Bone scans for children
An injection of radioactive dye that can show up any cancer cells on a scan picture.
Before the test
The dye may be injected through the Hickman line. If the Hickman line cannot be used a very small tube (cannula) will be put into one of your child’s veins, usually in the hand. Your child will have to wait for around 2 hours after the injection and then the scan will be done. It can help to bring something to entertain your child to help pass the time while they’re waiting for the scan.
Younger children may be sedated or given a general anaesthetic before the test, as it’s important that they lie very still during the scan. If they have a general anaesthetic they will need to fast (not eat or drink) for a time before the scan.
During the test
Your child will lie on an X-ray table. A camera will then scan your child’s whole body. Abnormal bone absorbs more radioactivity than normal bone, so these areas will show up on the scan as areas of activity, known as ‘hot spots’.
Does it hurt?
Your child may feel a little prick if they have an injection.
How long does it take?
It usually takes an hour to take all the pictures.
After the test
Your child should be able to go home straight after the scan. If your child has had a general anaesthetic they can go home once they have recovered from the anaesthetic.
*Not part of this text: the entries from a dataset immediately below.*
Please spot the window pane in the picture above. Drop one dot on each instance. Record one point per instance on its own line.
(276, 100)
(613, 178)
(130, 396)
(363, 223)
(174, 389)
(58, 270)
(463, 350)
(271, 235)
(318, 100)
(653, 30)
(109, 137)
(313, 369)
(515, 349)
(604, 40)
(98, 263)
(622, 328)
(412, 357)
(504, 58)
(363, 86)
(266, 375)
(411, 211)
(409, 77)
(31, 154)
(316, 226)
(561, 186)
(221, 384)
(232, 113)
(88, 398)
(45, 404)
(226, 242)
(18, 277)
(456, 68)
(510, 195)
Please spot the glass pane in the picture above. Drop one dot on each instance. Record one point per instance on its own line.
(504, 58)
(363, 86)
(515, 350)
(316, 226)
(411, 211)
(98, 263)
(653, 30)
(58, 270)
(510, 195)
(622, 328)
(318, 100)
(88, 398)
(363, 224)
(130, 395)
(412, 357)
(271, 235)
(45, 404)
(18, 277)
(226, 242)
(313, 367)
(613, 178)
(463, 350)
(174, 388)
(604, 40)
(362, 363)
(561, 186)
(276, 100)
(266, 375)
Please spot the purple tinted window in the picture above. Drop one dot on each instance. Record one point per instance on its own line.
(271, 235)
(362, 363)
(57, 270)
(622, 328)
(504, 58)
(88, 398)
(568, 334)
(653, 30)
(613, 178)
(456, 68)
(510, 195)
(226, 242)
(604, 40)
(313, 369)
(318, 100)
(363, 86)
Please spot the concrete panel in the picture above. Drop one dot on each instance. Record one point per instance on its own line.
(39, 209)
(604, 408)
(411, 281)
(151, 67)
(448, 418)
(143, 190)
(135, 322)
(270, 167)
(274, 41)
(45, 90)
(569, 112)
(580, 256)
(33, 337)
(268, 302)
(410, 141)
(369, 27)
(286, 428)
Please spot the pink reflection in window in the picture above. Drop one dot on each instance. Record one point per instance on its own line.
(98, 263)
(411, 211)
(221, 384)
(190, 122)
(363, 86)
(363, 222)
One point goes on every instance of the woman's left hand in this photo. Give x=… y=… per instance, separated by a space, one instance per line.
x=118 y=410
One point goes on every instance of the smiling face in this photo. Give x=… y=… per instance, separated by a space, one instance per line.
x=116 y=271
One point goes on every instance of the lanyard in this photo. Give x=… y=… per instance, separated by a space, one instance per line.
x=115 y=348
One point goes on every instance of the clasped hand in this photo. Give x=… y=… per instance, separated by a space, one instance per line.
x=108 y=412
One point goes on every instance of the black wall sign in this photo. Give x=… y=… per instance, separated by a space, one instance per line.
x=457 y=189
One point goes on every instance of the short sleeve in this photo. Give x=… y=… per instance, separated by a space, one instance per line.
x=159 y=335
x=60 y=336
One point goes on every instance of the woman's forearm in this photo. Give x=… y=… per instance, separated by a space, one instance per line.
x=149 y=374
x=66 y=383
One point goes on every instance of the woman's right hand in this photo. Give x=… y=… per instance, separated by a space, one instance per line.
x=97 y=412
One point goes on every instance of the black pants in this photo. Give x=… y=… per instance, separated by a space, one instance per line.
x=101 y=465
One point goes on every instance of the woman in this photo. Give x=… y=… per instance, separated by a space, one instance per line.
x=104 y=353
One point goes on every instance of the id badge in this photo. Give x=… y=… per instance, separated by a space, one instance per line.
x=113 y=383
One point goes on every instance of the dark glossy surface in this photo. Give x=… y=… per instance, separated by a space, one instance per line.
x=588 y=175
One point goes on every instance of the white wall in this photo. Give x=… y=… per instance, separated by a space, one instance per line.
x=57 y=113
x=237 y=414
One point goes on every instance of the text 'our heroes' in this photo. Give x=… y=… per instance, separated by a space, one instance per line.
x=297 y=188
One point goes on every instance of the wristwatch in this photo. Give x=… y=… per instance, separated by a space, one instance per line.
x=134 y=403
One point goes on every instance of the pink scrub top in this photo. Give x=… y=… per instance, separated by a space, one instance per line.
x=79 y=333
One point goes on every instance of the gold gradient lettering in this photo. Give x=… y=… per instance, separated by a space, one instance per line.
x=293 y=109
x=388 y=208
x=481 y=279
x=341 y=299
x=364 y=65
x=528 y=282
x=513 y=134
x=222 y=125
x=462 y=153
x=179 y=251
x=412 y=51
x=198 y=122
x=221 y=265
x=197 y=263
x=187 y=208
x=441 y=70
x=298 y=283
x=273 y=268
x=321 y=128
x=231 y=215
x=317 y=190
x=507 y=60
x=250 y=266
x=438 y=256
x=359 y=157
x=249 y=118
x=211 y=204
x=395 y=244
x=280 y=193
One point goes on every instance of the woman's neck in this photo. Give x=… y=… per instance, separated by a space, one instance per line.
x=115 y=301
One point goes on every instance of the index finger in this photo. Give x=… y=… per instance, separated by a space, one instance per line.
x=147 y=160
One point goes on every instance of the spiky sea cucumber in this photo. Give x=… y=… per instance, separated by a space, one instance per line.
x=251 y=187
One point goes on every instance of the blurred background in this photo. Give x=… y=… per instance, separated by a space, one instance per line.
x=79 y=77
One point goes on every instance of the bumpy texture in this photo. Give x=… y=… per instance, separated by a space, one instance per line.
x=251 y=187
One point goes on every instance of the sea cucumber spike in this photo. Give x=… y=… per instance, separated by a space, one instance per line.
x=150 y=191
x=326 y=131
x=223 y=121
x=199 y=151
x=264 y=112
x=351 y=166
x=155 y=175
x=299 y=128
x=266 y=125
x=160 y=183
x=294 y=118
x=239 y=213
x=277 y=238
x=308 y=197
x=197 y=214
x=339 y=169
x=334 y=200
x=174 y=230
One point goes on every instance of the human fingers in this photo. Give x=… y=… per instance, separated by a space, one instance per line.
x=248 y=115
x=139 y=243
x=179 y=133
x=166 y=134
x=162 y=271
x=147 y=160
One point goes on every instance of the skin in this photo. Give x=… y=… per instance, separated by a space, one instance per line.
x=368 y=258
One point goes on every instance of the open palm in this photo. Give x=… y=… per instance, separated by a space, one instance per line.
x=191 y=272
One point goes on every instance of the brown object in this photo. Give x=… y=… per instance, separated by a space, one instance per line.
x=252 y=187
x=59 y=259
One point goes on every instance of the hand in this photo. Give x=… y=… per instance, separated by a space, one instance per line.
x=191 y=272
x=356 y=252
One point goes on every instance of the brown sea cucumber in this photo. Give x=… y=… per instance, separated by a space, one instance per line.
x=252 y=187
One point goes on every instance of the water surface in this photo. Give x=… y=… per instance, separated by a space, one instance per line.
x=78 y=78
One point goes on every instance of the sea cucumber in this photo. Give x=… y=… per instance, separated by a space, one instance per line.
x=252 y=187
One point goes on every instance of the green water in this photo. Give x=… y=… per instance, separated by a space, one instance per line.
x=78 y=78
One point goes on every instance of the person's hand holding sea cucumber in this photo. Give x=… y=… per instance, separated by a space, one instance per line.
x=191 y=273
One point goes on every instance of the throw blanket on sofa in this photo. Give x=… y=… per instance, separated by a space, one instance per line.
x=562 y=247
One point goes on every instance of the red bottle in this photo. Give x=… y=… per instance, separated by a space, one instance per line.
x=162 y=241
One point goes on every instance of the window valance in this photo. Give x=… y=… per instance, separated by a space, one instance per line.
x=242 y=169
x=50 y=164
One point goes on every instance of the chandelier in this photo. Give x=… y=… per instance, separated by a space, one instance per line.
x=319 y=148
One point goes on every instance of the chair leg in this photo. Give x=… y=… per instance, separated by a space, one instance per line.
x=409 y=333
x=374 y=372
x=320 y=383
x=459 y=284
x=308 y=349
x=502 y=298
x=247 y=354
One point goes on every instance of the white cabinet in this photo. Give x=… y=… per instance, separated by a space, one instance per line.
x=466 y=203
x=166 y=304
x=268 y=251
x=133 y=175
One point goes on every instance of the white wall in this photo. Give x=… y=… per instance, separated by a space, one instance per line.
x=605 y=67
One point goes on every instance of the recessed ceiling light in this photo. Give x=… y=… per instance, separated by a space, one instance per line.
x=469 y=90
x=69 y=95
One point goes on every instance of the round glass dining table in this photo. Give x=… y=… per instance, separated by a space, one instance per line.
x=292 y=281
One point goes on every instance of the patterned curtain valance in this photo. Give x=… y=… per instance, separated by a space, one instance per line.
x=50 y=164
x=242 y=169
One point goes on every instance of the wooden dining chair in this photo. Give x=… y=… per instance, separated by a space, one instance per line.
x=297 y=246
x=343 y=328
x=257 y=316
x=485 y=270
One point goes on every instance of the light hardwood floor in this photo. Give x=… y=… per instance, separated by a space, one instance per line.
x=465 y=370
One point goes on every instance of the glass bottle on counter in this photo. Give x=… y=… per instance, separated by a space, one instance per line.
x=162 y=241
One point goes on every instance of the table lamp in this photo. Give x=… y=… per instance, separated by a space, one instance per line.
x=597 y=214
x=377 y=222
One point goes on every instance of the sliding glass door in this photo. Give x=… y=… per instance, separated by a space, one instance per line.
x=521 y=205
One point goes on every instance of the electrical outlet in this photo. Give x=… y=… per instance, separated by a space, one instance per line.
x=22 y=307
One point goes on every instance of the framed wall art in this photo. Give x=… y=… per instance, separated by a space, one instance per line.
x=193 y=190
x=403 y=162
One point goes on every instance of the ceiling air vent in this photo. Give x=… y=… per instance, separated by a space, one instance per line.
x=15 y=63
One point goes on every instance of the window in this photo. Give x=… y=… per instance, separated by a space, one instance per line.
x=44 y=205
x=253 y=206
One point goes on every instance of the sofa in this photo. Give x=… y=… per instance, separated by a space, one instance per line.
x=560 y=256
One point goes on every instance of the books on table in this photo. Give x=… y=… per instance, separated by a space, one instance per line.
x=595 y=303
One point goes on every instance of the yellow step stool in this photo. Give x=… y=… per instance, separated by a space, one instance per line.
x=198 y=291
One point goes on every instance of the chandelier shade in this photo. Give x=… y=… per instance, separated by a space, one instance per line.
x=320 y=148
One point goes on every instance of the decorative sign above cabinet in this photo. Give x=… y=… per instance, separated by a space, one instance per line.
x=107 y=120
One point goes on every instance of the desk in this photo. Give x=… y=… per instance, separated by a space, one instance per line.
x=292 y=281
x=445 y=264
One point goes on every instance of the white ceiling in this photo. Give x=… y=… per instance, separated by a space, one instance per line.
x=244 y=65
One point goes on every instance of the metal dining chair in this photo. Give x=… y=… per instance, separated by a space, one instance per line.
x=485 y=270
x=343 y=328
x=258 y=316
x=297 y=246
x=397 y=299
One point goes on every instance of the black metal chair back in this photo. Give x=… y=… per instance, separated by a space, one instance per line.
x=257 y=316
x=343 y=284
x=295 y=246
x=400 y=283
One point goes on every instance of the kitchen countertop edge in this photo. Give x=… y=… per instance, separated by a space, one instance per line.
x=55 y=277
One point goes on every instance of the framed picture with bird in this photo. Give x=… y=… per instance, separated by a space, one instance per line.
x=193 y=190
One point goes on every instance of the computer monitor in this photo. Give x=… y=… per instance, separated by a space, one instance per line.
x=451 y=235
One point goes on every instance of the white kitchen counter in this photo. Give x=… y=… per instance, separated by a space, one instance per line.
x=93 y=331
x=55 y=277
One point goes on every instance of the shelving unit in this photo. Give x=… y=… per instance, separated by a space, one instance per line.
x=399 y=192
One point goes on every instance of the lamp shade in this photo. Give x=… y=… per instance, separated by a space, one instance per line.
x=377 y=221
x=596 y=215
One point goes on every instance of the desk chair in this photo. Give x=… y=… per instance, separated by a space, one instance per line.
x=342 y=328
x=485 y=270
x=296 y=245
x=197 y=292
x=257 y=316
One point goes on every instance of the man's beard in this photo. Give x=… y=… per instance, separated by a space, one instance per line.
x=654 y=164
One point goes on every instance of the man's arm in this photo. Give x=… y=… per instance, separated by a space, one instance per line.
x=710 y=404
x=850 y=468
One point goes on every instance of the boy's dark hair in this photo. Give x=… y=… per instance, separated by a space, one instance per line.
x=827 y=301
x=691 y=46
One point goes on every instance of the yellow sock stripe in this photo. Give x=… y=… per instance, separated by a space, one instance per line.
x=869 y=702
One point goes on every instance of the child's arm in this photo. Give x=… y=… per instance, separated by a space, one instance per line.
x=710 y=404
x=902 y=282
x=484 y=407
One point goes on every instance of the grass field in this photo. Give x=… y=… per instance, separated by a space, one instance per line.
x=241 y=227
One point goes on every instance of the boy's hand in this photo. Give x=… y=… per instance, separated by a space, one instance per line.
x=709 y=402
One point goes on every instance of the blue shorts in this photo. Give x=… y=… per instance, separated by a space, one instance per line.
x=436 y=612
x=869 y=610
Are there risks / side-effects?
- The scan is safe, but there will be radioactivity in your child’s bodily fluids such as wee, poo and vomit for 24 hours. They should wash their hands well after going to the toilet.
- If your child is in nappies, dispose of them carefully in the outside bin.
- Wash your hands very carefully after changing nappies or if you come into contact with your child’s poo, wee or vomit. Avoid contact with these if you are pregnant or might be pregnant.